At Jijh village in Panna district, a little distance from the Ken river, Rammohan Tripathi was planting onions on three acres of land leased. He was taking a risk because tube wells in the vicinity had dried up. The urad (black gram) and til (sesame) he had sown in the kharif season had come a cropper. ‘People are not going hungry, but more people are leaving for cities. This year there is greater majbhoori (compulsion),’ he said.
Scarce water was selling at a premium. At Alpur in Tikamgarh, Brijlal Yadav, whose luxuriant moustache is more lush than the wheat and mustard crop in his fields, pays Rs 3,000 per irrigation for nine bighas. He has to water the wheat crop thrice, which will set him back by Rs 9,000. ‘I have taken loans from here and there and will repay with the harvest.’ His optimism seemed stretched.

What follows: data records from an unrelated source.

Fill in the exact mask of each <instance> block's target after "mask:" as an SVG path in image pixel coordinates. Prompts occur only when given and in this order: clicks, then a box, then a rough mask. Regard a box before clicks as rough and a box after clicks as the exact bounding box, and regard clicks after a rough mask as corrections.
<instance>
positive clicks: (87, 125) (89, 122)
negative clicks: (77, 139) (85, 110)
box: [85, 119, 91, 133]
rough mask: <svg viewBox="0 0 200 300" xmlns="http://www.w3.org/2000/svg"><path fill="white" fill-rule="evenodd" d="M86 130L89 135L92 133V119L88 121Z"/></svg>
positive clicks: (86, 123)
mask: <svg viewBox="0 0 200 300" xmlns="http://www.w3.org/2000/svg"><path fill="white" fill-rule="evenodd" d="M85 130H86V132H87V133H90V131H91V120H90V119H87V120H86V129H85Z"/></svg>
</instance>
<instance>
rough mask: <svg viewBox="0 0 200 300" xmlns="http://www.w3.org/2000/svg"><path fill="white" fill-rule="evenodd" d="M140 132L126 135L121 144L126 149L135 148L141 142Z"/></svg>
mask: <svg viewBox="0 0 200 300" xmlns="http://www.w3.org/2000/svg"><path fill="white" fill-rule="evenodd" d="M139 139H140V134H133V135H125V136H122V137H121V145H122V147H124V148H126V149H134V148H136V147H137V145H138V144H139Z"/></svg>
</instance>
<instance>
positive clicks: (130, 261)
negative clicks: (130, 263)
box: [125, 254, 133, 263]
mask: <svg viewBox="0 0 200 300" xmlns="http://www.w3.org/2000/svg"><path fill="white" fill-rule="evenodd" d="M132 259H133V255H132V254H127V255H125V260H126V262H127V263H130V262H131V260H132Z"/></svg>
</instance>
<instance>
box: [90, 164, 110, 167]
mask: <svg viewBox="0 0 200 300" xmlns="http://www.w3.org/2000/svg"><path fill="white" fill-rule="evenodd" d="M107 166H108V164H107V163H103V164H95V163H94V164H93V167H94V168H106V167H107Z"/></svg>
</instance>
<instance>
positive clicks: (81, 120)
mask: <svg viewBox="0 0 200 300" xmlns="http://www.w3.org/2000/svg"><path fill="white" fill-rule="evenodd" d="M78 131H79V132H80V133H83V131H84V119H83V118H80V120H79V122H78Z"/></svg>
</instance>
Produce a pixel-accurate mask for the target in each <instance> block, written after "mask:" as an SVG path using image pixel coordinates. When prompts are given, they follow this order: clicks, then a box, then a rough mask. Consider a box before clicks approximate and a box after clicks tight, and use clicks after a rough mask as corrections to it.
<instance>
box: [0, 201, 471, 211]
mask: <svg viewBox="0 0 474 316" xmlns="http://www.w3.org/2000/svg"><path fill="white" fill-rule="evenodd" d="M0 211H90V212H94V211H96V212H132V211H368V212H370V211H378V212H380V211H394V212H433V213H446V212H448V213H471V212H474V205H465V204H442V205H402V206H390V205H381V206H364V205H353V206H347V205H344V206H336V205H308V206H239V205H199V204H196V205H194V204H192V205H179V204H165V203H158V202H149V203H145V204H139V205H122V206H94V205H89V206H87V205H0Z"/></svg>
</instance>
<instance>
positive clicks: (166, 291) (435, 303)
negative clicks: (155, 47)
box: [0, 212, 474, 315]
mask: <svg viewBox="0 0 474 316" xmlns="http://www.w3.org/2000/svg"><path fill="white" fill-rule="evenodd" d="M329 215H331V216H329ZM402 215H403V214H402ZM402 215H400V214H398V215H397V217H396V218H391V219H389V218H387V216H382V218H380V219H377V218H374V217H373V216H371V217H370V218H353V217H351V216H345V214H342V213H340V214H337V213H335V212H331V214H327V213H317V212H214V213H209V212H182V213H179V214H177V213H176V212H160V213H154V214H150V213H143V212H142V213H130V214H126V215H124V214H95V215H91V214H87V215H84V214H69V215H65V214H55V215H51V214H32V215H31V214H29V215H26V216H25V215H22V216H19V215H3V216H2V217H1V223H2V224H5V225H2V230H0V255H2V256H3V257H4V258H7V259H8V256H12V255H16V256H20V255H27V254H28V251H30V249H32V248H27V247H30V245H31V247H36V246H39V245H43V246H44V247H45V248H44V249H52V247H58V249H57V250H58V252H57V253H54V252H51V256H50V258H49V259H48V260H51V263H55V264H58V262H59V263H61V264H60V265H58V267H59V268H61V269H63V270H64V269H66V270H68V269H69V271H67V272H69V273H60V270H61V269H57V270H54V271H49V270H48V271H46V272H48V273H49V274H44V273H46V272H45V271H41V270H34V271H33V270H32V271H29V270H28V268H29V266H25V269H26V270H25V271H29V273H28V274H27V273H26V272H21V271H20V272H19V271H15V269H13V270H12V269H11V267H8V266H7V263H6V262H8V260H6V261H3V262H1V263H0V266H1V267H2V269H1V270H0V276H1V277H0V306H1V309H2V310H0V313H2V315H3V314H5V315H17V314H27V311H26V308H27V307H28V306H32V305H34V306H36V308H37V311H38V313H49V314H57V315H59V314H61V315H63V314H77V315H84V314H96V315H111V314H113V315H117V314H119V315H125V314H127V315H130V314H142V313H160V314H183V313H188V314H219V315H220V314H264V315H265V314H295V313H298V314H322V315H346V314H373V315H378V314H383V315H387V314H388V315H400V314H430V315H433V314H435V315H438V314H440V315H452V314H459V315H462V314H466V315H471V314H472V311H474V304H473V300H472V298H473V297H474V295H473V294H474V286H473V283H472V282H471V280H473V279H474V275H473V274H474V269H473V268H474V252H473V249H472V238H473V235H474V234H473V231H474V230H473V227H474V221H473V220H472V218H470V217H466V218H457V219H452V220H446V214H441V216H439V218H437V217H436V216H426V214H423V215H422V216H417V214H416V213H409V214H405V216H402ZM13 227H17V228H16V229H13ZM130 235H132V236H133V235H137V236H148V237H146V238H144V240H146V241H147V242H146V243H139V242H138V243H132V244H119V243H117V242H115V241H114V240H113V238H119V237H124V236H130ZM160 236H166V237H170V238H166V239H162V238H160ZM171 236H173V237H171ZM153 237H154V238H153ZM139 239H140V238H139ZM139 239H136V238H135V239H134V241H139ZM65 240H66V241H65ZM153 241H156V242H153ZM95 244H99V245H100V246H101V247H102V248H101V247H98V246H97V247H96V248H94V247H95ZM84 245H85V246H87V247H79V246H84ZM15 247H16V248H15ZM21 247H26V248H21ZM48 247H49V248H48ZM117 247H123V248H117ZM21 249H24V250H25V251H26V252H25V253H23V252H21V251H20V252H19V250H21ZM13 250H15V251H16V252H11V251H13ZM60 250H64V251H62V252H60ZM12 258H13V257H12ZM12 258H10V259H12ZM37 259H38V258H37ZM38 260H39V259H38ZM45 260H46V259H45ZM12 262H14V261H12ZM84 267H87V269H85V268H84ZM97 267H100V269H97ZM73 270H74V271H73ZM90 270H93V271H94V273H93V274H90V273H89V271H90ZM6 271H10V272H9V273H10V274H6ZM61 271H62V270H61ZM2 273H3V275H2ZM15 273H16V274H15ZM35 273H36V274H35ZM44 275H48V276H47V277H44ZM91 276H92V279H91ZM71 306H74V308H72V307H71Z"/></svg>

One saw locked houses at Kupi village in Chhatarpur, which has a sizeable number of adivasis, who tend to have inferior fields. The water level was high in two wells, while one had dried up. Some of the homes were locked up. An old woman was chopping greens. Subzi meant saag and potatoes; expensive dal was rare or never served. The tribals sold a root called gundla, dug out of a river bed, for Rs 20 a kg to traders from Chhatarpur. They managed to make about Rs 200 a day each, of which Rs 40 went for transport.
“In the last calendar year, 415 farmers had killed themselves in the Uttar Pradesh side of Bundelkhand,” said Shiv Narayan Singh Parihar, a leader of the Bhartiya Kisan Union (Bhanu), a breakaway faction of the body founded by the late Mahendra Singh Tikait, which used to bring Delhi to its knees in the 1980s and 1990s with massive farmer rallies. “In the past year, we have done 32 chakka jams (highway blockades) but the government is not willing to accept that farmers are dying because of the drought.”
By putting survey data on the distress and drawing the attention of the Supreme Court, Swaraj Abhiyan has compelled state governments to act. The UP government announced measures to provide fodder, drinking water and wage work last December. Madhya Pradesh has not declared any of the districts as drought-affected, unlike UP. Though it is providing cheap grain as part of the food security mission, there are no MNREGA work camps. The drinking water situation is also more precarious in MP, says Yadav.
Beyond relief measures, Bundelkhand should invest in rainwater conservation and provision of irrigation. ‘We need development, not a separate state,’ says Pawan Rajawat, the volunteer who took me around. Droughts are natural, but distress is man-made.